I gave up on actually attending the American Geophysical Union’s (AGU’s) annual meeting this fall in San Francisco at the last minute. I like to fantasize that I can overcome all adversity, but I occasionally check in with reality. I have M.S., and to make outings like this really work, a lot of planning needs to go into it. I waited too long this year to start that planning. Unfortunately the following substitute plan makes it hard to keep up with the blog.
What I was still able to do was explore the virtual options. The AGU is an international group of space and Earth scientists that you rarely hear from, but which is leading in its field. Every December, before the solstice, they meet in San Francisco and release to the general public many of that year’s highlights of the research they’ve conducted during the year. If you’ve noticed them at all, this is probably why. The meeting this year is of about 30,000 scientists from around the world. One of the things they’ve been trying to do is make it easier for the press to get access to the meeting. There’s a great deal of the year’s research which gets its only public viewing at this meeting.
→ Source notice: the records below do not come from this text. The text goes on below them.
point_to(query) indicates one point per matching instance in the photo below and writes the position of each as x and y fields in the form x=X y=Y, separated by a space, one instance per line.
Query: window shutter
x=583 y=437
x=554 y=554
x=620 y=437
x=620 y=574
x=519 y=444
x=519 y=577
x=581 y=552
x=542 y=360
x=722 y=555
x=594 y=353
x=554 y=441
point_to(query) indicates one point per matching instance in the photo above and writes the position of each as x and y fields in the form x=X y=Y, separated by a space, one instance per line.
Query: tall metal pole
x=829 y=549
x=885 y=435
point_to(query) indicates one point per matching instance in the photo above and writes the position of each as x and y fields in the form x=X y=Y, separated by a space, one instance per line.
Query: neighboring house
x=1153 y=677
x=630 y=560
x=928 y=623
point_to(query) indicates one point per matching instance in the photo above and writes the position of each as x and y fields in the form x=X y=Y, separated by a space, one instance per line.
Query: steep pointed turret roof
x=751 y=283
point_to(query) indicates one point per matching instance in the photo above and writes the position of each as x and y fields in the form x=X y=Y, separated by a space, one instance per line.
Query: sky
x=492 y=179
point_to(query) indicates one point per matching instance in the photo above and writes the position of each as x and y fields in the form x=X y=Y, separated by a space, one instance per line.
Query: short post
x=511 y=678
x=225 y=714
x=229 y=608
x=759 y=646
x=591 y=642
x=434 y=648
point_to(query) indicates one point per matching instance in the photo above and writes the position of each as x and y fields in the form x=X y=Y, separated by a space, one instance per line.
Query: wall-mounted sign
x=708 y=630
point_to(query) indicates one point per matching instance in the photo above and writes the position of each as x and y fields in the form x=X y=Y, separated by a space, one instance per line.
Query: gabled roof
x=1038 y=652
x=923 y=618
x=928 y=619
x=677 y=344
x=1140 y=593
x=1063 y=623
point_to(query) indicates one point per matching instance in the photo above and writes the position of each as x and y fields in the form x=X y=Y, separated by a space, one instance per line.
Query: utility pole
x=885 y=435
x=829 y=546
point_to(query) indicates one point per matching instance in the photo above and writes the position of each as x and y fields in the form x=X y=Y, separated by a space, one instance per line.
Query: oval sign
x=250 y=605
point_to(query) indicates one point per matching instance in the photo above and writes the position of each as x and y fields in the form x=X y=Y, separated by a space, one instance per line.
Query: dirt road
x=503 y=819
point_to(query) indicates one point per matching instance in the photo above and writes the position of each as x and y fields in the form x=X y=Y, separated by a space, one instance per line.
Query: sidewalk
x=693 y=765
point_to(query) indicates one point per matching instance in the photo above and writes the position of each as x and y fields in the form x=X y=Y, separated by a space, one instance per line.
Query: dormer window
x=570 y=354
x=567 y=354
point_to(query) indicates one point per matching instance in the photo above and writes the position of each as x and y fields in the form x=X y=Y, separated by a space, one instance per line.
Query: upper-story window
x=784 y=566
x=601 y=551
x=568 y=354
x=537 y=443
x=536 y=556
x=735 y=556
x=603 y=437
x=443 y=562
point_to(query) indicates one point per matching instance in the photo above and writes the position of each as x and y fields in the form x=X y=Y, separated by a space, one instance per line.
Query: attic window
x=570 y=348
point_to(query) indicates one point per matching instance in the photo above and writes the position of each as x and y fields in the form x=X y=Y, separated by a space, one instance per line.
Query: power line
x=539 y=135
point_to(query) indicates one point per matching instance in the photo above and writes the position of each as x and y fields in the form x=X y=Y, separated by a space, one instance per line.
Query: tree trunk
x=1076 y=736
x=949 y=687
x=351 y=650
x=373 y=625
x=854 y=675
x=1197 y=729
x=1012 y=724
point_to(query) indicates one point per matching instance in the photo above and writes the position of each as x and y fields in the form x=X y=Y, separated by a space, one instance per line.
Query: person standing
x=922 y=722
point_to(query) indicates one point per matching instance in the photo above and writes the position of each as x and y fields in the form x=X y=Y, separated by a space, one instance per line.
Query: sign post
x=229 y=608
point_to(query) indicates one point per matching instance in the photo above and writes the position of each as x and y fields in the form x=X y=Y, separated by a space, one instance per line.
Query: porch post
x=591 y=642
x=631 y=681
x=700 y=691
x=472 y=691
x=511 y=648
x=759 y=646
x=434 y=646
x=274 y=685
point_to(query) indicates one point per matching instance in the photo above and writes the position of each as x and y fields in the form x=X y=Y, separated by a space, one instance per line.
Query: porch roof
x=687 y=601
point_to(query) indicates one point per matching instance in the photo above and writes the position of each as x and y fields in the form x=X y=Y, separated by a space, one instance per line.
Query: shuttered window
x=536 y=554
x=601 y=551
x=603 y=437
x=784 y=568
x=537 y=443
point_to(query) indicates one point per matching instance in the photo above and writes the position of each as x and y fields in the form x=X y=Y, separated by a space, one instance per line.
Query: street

I was expecting a very good, functional site: if anyone can put together a good site, it should be these guys. Unfortunately, the site suffers from what I was very often accused of during my years as a mathematics professor: It is much more functional for the expert than the newby.
That said, I am getting used to it, and have found some interesting articles on it. Two that I’d like to summarize for you talked about unexpectedly rapid destabilization of the arctic ice cap,
In both cases reference was made to the fact that effects of global warming are exacerbated in higher latitudes, and especially so in the arctic. Very significant in the Arctic is the albedo of the region, which has decreased substantially as the ice is melts longer and earlier each year, so the reflectivity of the whole area is decreased during more direct sunlight. This is the worst time for there to be less sunlight being reflected off the planet. It is expected that by 2044 the Arctic ocean will be, essentially, ice free in the summer.
As of now, while changes in the jet stream may be due to Arctic warming, there is not enough data to make that claim nor to guess at longevity, so whether the polar vortex will be a common term during the extended period of global climate change is unknown.